Meta is making a significant investment in Nvidia’s renowned computer chips, a crucial component in the field of artificial intelligence (AI) research and development. This financial commitment reflects the company’s dedication to advancing in AI technology, as indicated in a recent Instagram Reels post by Mark Zuckerberg, the CEO of Meta.
Zuckerberg’s announcement highlighted Meta’s ambitious plans for AI, emphasizing the need for an extensive compute infrastructure to support their future AI projects. By the close of 2024, this infrastructure is expected to incorporate an impressive 350,000 H100 graphics cards from Nvidia. The H100 is Nvidia’s latest offering in the high-performance computing market and has been in limited supply since its launch in late 2022.
While Zuckerberg did not disclose the current number of these graphics processing units (GPUs) acquired by Meta, their importance in AI research is undeniable. Raymond James analysts estimate the cost of each H100 unit to be between $25,000 and $30,000, though prices on platforms like eBay can surge above $40,000. If Meta were to purchase these GPUs at the lower end of this price spectrum, the expenditure would approach a staggering $9 billion.
This significant investment is a part of Meta’s broader strategy to enhance its compute capabilities. Zuckerberg mentioned that the company’s compute infrastructure would also encompass nearly 600,000 H100 equivalent units, factoring in other GPUs. In a remarkable step toward diversifying their AI hardware, Meta, alongside other tech giants like OpenAI and Microsoft, declared in December their intent to utilize AMD’s new Instinct MI300X AI computer chips.
The pursuit of artificial general intelligence (AGI) is a primary driver behind Meta’s need for these advanced computer chips. AGI, a futuristic form of AI that mirrors human-level intelligence, is a long-term vision for Meta, as stated by Zuckerberg. This field of research is not exclusive to Meta; other prominent organizations like OpenAI and Google’s DeepMind are also deeply involved in AGI research.
Yann LeCun, Meta’s chief scientist, underscored the critical role of GPUs in a media event held in San Francisco last month. He highlighted the direct correlation between the pursuit of AGI and the necessity for more GPUs. LeCun also commented on the competitive nature of the AI industry, likening it to a war, with Nvidia CEO Jensen Huang providing the essential “weapons” in the form of advanced GPUs.

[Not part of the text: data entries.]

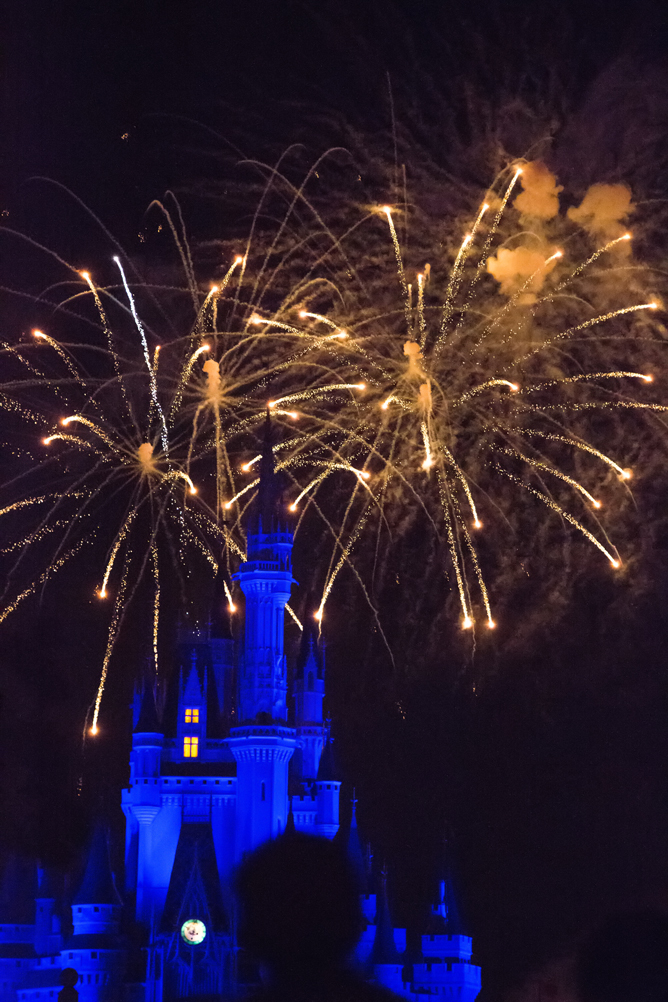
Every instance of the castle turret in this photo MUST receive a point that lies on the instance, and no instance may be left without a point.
(386, 962)
(96, 950)
(142, 801)
(327, 789)
(47, 921)
(308, 695)
(191, 719)
(263, 743)
(449, 969)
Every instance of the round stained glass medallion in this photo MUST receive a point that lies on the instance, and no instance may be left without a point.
(193, 931)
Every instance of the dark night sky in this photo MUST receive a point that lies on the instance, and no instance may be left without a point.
(552, 779)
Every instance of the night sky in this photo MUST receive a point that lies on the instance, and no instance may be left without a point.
(545, 764)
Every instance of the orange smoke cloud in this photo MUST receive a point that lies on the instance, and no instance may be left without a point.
(520, 267)
(602, 210)
(541, 191)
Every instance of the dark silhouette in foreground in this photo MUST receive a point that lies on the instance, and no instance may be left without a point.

Meta’s financial commitment to AI and computing expansion is further evidenced in their third-quarter earnings report. The report indicates that the company anticipates total expenses for 2024 to range between $94 billion and $99 billion, with AI and computing resources being the primary investment areas.
In addition to infrastructure investment, Zuckerberg shed light on Meta’s approach to AI development. He expressed the company’s intention to “open source responsibly” its forthcoming developments in “general intelligence.” This strategy aligns with Meta’s ongoing efforts with its Llama family of large language models. The company is currently training Llama 3 and is fostering closer collaboration between its Fundamental AI Research team (FAIR) and GenAI research team.
Following Zuckerberg’s announcement, LeCun, in a post on X, elaborated on the organizational changes within Meta’s AI divisions. He indicated that to expedite progress, FAIR is now operating alongside GenAI, the AI product division, as a sister organization. This restructuring is indicative of Meta’s commitment to integrating AI research with practical AI applications, thereby solidifying its position as a frontrunner in the AI domain.
In summary, Meta’s substantial investment in Nvidia’s GPUs, coupled with their strategic planning and organizational adjustments, underscores their deep commitment to advancing AI technology. As the company ventures into the realms of AGI and other AI applications, its focus on robust compute infrastructure, collaborative research, and open-source initiatives positions it as a key player in shaping the future landscape of artificial intelligence.